Speaking from his local office in Ridgeway Loop, Kustoff said those reductions reflected ongoing social changes — mainly the drastic reduction in first-class mail caused by the cyber-revolution — and had begun under President Obama. “The Postal Service will have to adapt,” he said.
On another matter, Kustoff took note of the fact that there has been no congressional follow-up to the original COVID-related stimulus payments and said that the window for passing another stimulus bill had, for practical purposes, shrunk to the dimensions of the next three weeks.
Members of Congress stand ready to return to Washington to vote for a solution as soon as one is agreed to by the two parties, he said, but, “once we hit October, everybody will be in their districts and involved with campaigns.”
• COVID-19 has clearly affected the way running for office has proceeded, locally. Certain races that usually involve a significant amount of public appearances or door-to-door contacts are more than usually dependent on social media, mailouts, phone banks, and — not least — polls.

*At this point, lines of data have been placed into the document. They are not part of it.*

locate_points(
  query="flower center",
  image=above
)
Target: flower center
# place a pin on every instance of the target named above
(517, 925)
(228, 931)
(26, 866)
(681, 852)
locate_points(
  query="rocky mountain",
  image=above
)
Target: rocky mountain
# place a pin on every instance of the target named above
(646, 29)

Much polling is, of course, carried out by disinterested parties and seeks genuine opinion sampling. But increasingly candidates invest in polling, including “push polls” that are phrased so as to insinuate various points of views, for or against. And there are “benchmark” polls, designed to elicit public attitudes on various issues so as to guide the campaign strategy of a given candidate.

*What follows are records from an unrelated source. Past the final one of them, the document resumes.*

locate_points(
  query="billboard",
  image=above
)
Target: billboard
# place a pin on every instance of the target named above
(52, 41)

Two polls that were dropped last week indicate the range. One, arriving in people’s message boxes, is entitled “The Voter Survey,” and, despite its generalized name, is not so anodyne as all that, including as it does several leading questions that “push” in the direction of some candidates as against others.

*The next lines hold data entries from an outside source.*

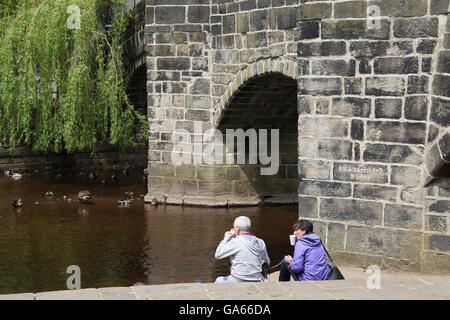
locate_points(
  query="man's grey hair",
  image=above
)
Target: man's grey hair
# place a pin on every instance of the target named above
(243, 222)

The other poll, on Facebook, asks a wide variety of questions about various candidates and offices, and, to the degree that it deals with positions, phrases those positions more or less fairly. It, like the other poll, seems to focus ultimately on the state House District 83 race between incumbent Republican Mark White and Democratic challenger Jerri Green — indicating that the District 83 race is considered up for grabs. More on these two polls anon.
• The Shelby County Commission is scheduled to meet next in committee on September 9th, and, if all goes as County Mayor Lee Harris has indicated, they’ll finally have a budget book from the administration to pore over. Uncertainty over the final shape of the 2020-21 budget has vexed the last several meetings of the commission, and the budget book, which has been firmly promised for delivery on September 8th by Deputy Mayor Dwan Gillom, could go far toward resolving several issues or opening up new questions. Or both.
In recent meetings, the commission has been asked to lift a freeze on new hiring for several departments, both in the purview of elected officials and elsewhere. Those departments seeking relief from the freeze have pointed out that the proposed new positions would remain within fiscal limits voted on earlier. The commission has agreed to lift the freeze in one or two instances but in other cases has held judgment, pending receipt of the budget book.
Budget issues have been complicated by disagreements between the commission and the administration over an abundance of matters — ranging from the actual status and amount of funds on hand to the matter of authority over revising specific allocations. The original budget proposal submitted by Harris for the new fiscal year was rejected by the commission, which, after a lengthy series of meetings, proposed and voted on a different sort of budget altogether. In several areas, implementation of the budget has awaited the final details in the aforesaid administration budget book.